Non sono stati condotti studi di interazione.

Effetti indesiderati

Gli eventi avversi sono presentati in base alla classificazione per sistemi e organi secondo MedDRA all’interno di ciascuna categoria di frequenza e in ordine decrescente di gravità: Molto comune (≥1/10) Comune (≥1/100, <1/10) Non comune (≥1/1.000, <1/100) Raro (≥1/10.000, <1/1.000) Molto raro (<1/10.000) Non nota (la frequenza non può essere definita sulla base dei dati disponibili) Gli eventi avversi segnalati durante la somministrazione di glucocorticoidi per uso topico comprendono:

Eventi avversi correlati al trattamento e segnalati in base alla classificazione per sistemi e organi e alla frequenza
Infezioni ed infestazioni
Non nota Infezioni secondarie, foruncolosi
Molto raro Follicolite
Patologie del sistema nervoso
Non nota Parestesie
Molto raro Sensazione di bruciore
Patologie vascolari
Molto raro Telangectasia
Patologie della cute e del tessuto sottocutaneo
Non nota Dermatite allergica da contatto, dermatite periorale, ipopigmentazione, ipertricosi, strie, macerazione della cute, miliaria, reazioni acneiformi, atrofia cutanea locale, irritazione, dermatite simile a rosacea papulosa (facciale), sensibilità capillare (ecchimosi), xerosi, ipersensibilità (al mometasone)
Molto raro Prurito
Patologie sistemiche e condizioni relative alla sede di somministrazione
Non nota Dolore in corrispondenza della sede di applicazione, reazioni in corrispondenza della sede di applicazione
Un aumento del rischio di effetti sistemici e di eventi avversi localizzati si verifica in caso di somministrazione frequente, trattamento di zone estese o trattamento prolungato, nonché in caso di trattamento di aree intertriginose o con medicazioni occlusive.

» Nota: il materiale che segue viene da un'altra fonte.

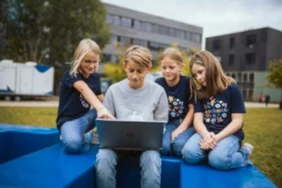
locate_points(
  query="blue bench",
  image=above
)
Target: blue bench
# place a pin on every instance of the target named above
(47, 165)
(16, 141)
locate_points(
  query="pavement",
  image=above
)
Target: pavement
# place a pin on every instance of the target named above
(55, 103)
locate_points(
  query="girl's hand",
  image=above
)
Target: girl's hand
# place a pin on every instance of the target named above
(175, 134)
(104, 114)
(208, 142)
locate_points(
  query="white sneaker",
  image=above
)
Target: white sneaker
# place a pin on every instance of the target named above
(249, 147)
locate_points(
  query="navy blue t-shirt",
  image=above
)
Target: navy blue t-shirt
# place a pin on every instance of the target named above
(72, 104)
(217, 110)
(178, 97)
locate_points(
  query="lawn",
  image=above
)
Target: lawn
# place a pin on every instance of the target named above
(263, 129)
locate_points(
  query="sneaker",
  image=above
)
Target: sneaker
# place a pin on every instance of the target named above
(249, 147)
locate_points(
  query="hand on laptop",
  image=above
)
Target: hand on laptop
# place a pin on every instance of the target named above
(105, 114)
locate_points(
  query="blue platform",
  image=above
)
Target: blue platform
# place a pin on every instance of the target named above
(34, 157)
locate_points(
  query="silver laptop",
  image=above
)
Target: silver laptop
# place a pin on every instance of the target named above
(130, 134)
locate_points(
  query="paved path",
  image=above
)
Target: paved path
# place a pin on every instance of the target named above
(54, 103)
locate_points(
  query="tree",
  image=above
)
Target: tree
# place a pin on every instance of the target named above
(49, 31)
(275, 75)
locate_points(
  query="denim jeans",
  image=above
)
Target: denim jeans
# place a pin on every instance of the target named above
(175, 147)
(226, 155)
(106, 162)
(72, 132)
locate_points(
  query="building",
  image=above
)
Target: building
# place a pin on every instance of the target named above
(246, 56)
(2, 28)
(130, 27)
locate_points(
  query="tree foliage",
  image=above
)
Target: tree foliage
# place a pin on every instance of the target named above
(49, 31)
(275, 75)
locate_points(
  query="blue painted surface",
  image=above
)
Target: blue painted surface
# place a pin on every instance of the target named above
(205, 176)
(34, 157)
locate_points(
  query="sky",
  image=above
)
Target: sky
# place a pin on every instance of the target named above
(216, 17)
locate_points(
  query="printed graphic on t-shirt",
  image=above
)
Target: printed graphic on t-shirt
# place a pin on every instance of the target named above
(215, 111)
(83, 102)
(176, 107)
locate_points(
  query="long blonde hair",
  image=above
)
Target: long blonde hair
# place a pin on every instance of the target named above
(84, 47)
(216, 80)
(140, 55)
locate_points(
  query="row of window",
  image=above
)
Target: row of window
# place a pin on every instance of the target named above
(153, 28)
(251, 41)
(250, 59)
(126, 41)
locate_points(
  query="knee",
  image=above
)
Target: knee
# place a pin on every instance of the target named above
(150, 158)
(219, 161)
(165, 149)
(177, 147)
(73, 146)
(106, 159)
(191, 155)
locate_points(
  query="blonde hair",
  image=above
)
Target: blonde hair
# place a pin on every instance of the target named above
(174, 55)
(140, 55)
(216, 80)
(84, 47)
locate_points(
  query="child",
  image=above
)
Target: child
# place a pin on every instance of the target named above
(80, 90)
(179, 128)
(134, 96)
(218, 117)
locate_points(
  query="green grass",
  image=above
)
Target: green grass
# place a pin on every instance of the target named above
(263, 129)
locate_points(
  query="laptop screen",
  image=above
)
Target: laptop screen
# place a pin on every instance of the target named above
(120, 134)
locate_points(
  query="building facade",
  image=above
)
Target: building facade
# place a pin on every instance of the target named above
(129, 27)
(3, 11)
(245, 56)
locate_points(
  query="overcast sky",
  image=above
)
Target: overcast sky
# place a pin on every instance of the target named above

Casi di ipo– o iperpigmentazione sono stati segnalati raramente in relazione con altri farmaci cortisonici e possono pertanto verificarsi con il mometasone furoato. Eventi avversi segnalati durante terapie con glucocorticoidi per via sistemica, compresa l’insufficienza surrenalica, possono verificarsi anche con corticosteroidi ad uso topico. Il trattamento di psoriasi diffusa o l’improvvisa sospensione di una terapia prolungata con un corticosteroide potente può indurre una psoriasi pustolosa o eritrodermica. La riacutizzazione di un eczema può essere considerata come un fenomeno di rimbalzo a seguito della brusca interruzione del trattamento. Popolazione pediatrica I pazienti pediatrici possono essere maggiormente soggetti alla sindrome di Cushing e alla soppressione dell’asse ipotalamo–ipofisi–surrene indotta da glucocorticoidi rispetto ai pazienti in età matura, a causa del rapporto maggiore tra superficie cutanea e peso corporeo. La terapia cronica con glucocorticoidi può interferire con la crescita e lo sviluppo dei bambini. Sono stati segnalati casi di ipertensione endocranica in pazienti pediatrici sottoposti a terapia con glucocorticoidi topici. Le manifestazioni di un’ipertensione endocranica sono: protrusione delle fontanelle, cefalea e papilledema bilaterale. Segnalazione delle reazioni avverse sospette La segnalazione delle reazioni avverse sospette che si verificano dopo l’autorizzazione del medicinale è importante, in quanto permette un monitoraggio continuo del rapporto beneficio/rischio del medicinale. Agli operatori sanitari è richiesto di segnalare qualsiasi reazione avversa sospetta tramite il sistema nazionale di segnalazione all’indirizzo www.agenziafarmaco.gov.it/it/responsabili.

Gravidanza e allattamento

Gravidanza I corticosteroidi attraversano la placenta. Non sono disponibili dati clinici relativi all’uso di mometasone furoato in gravidanza. La somministrazione orale di mometasone furoato in studi sugli animali ha evidenziato degli effetti teratogeni; vedere paragrafo 5.3. Non sono noti i rischi potenziali sull’uomo. Sebbene l’esposizione sistemica sia limitata, OVISON deve essere utilizzato in gravidanza dopo un’attenta valutazione dei rischi e dei benefici. Per il trattamento in gravidanza di superfici cutanee estese per periodi di tempo prolungati è necessario prescrivere corticosteroidi di bassa potenza. Allattamento Non è stato accertato che il mometasone furoato passi nel latte materno. Il mometasone furoato deve essere somministrato alle madri in allattamento solo dopo un’attenta valutazione dei rischi e dei benefici. OVISON non deve essere applicato sul seno né sulle zone cutanee adiacenti durante l’allattamento. Fertilità Nessun effetto noto.

Conservazione

Non conservare a temperatura superiore ai 30°C.

About

Creato da Giuseppe Pipero.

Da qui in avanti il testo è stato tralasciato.